Unfortuneatly, the build up of the fatigue leading up to the camping trip robbed us of the enthusiasm to back up with another hike the next day and so Scafel still awaits us. We instead visited the towns of the Lakes district, strolling through the quaint streets lit in sunshine and soaking up the slendour with a lazy hour in the park and another sipping drinks by one of the many beautiful lakes of the district. We left Seatoller after 2 nights and drove South to Lowbray, passing through two of the tourist hot spots Ambleside and Windermere. We camped for a final night where the wind howled and I felt sure our tent would blow away with us inside it! It was also surprisingly cold and so we rugged ourselves up as we sat and whiled away the evening eating yet another cold dinner (we hadn't yet purchased any camping cookware, nor a lamp! Oops! So off to bed it was as soon as night started to fall!)

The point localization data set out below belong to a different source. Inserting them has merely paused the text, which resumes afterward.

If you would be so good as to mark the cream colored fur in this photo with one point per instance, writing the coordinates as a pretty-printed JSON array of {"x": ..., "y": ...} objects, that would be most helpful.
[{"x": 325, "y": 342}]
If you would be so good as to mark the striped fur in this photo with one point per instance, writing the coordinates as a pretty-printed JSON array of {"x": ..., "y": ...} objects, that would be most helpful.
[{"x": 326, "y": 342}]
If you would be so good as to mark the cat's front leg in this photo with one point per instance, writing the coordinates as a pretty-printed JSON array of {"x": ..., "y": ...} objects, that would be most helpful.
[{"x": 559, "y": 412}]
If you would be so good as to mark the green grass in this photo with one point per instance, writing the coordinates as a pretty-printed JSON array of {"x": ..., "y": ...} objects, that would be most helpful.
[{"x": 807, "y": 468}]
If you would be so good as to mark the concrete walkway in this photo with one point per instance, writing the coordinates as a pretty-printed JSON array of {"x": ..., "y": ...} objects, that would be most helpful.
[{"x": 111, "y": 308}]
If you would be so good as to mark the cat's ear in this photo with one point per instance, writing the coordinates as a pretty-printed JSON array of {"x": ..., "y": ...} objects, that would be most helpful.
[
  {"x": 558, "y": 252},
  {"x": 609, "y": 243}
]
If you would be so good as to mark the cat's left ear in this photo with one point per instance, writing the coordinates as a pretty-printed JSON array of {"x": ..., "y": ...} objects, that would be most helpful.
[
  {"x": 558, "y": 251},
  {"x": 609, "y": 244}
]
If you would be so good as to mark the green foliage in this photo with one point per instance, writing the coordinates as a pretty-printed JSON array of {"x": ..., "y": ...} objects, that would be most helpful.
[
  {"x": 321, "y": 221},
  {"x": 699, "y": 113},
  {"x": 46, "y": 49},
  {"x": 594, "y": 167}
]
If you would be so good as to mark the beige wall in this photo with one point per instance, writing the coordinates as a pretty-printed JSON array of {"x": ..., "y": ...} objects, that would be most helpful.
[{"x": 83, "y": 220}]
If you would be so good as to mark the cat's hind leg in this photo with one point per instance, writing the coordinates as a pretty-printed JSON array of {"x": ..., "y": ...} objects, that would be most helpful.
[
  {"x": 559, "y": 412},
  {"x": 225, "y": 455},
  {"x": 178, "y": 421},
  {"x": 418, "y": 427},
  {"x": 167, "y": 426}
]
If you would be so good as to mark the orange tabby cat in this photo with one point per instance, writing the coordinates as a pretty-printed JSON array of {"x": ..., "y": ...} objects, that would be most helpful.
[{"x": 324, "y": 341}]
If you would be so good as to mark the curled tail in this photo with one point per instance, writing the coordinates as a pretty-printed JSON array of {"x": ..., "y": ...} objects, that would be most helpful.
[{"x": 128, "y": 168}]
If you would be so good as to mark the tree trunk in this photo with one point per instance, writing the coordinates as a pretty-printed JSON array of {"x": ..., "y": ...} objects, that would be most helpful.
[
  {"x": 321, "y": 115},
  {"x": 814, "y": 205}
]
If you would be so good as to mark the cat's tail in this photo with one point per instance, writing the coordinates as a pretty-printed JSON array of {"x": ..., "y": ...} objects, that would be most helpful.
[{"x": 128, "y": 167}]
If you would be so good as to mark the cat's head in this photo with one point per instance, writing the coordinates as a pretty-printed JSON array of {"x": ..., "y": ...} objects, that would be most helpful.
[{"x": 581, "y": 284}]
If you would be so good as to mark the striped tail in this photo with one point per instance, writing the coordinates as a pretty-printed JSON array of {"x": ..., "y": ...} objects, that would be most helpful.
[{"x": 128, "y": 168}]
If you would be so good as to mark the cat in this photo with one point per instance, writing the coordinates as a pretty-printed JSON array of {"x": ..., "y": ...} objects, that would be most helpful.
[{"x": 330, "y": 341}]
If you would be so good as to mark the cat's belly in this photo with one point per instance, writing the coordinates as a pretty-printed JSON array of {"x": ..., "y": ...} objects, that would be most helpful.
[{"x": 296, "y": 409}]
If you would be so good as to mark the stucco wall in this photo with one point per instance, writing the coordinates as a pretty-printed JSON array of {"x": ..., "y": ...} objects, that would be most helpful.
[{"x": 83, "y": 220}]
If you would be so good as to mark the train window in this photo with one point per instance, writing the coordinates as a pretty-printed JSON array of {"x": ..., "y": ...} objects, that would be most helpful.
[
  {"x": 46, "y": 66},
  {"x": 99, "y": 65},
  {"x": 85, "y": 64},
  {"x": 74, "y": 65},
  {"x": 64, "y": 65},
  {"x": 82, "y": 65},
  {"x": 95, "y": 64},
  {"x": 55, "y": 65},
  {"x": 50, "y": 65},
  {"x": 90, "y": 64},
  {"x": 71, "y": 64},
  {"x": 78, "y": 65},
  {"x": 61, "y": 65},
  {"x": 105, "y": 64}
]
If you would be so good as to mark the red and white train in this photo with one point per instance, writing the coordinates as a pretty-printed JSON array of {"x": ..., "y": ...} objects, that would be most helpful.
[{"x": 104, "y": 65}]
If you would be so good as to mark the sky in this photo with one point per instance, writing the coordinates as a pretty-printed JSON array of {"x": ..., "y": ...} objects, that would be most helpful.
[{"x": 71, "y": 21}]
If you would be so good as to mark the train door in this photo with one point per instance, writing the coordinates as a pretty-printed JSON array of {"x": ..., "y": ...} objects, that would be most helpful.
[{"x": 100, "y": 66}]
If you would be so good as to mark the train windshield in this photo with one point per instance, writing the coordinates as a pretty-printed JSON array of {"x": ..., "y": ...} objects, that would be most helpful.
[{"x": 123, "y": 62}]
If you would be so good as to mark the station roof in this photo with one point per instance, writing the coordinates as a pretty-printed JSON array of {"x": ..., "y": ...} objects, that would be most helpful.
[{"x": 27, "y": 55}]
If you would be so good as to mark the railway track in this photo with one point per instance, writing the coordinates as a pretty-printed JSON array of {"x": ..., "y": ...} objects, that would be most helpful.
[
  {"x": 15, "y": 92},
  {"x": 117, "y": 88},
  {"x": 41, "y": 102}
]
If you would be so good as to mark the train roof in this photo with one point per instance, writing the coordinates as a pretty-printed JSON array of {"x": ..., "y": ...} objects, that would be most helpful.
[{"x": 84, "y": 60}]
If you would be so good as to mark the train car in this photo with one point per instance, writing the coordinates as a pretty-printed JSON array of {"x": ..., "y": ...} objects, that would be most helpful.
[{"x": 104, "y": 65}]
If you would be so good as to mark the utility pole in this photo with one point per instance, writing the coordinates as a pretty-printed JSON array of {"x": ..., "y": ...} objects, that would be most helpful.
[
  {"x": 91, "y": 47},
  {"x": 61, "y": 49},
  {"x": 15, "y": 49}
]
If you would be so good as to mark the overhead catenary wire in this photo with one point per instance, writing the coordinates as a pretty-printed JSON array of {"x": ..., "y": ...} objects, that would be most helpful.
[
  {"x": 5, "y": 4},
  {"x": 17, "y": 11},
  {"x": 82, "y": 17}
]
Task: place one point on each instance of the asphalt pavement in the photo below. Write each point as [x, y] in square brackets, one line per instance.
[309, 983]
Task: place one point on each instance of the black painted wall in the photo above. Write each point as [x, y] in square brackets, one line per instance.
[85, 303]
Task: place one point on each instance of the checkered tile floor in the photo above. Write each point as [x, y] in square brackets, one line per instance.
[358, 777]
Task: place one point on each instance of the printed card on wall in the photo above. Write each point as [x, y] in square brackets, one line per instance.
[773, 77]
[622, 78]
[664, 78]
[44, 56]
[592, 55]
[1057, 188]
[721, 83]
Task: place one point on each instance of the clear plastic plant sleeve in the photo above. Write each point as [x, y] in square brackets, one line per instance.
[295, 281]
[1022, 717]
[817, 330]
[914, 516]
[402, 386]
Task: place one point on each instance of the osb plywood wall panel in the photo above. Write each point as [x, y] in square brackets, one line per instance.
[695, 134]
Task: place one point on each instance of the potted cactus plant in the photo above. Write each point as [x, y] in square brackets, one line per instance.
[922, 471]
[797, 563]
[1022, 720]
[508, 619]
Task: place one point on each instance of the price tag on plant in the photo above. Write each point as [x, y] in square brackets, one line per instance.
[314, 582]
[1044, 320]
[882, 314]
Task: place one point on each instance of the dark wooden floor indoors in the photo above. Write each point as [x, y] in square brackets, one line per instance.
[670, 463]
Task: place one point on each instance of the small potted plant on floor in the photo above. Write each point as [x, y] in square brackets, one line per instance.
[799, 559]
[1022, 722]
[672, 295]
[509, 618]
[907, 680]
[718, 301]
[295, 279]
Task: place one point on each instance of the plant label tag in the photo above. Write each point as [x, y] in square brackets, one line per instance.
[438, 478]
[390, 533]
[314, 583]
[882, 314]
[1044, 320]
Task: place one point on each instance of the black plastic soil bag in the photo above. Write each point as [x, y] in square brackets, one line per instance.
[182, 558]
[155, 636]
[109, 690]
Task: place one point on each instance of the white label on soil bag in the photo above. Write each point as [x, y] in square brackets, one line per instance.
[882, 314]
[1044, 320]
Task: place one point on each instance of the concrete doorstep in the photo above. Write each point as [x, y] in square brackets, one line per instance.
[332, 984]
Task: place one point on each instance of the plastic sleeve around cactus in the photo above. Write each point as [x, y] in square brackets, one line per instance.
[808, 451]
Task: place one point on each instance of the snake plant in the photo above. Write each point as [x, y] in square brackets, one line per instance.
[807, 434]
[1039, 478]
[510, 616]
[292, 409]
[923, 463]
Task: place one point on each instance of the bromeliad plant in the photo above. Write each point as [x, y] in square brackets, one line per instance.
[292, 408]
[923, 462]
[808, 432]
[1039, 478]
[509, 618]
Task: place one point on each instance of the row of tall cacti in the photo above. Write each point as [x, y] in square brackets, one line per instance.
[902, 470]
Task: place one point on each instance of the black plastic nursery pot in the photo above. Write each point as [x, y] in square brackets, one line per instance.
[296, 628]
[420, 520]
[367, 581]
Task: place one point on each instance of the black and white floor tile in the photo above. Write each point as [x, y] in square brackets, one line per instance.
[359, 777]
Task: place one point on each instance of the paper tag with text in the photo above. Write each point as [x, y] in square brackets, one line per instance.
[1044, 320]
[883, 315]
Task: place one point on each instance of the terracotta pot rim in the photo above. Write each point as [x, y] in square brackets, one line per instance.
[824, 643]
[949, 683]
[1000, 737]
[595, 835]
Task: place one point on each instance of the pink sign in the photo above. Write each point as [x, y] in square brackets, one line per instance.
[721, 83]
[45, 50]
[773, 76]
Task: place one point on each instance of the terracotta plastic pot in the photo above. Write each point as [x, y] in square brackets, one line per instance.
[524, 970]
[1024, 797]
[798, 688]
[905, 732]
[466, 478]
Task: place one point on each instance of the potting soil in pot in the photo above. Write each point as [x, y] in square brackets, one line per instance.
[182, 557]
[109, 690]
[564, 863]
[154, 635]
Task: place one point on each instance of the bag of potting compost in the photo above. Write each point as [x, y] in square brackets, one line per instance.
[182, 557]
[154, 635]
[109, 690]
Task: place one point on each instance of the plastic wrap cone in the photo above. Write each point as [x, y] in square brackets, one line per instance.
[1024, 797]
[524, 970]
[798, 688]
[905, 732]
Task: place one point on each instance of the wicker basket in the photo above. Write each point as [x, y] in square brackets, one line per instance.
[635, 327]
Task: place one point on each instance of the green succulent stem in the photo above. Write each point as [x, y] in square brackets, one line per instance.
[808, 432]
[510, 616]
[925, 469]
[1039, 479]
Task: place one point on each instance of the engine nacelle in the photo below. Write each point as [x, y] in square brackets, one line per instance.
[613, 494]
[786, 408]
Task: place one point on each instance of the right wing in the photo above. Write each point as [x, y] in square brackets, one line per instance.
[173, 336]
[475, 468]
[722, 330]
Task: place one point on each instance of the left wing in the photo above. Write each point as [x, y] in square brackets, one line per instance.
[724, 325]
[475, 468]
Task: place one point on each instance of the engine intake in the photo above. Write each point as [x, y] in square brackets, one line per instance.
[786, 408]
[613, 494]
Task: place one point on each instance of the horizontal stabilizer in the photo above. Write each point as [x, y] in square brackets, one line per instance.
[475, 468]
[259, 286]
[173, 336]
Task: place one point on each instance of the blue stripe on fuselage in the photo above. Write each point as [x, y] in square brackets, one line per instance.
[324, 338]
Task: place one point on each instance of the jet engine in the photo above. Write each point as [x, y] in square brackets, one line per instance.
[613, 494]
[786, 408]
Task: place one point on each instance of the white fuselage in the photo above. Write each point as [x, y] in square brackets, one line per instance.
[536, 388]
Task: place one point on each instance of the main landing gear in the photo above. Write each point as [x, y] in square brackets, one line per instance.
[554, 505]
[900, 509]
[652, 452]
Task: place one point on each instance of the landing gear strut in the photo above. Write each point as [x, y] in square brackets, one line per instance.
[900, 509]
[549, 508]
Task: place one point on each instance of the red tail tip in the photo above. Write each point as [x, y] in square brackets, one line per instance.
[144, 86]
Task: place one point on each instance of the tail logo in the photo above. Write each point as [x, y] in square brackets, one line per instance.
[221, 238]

We made an early start on our final day in the district, at last feeling reenergised and ready to hike on. As we were now close to the
village of Hawkshead, we settled for a 2 hour stroll around the nearby lake. It was a rainy day but this did little to curb our enthusiasm. Camping had indeed served its purpose of recharging our batteries in readniness for our return to 'the real world'. All in all, this was camping at its best. Somewhat rough and ready yet offering that indescribable peace that can only come from a few days of nature inspired goodness. We eagely await our next installment of life in the great outdoors.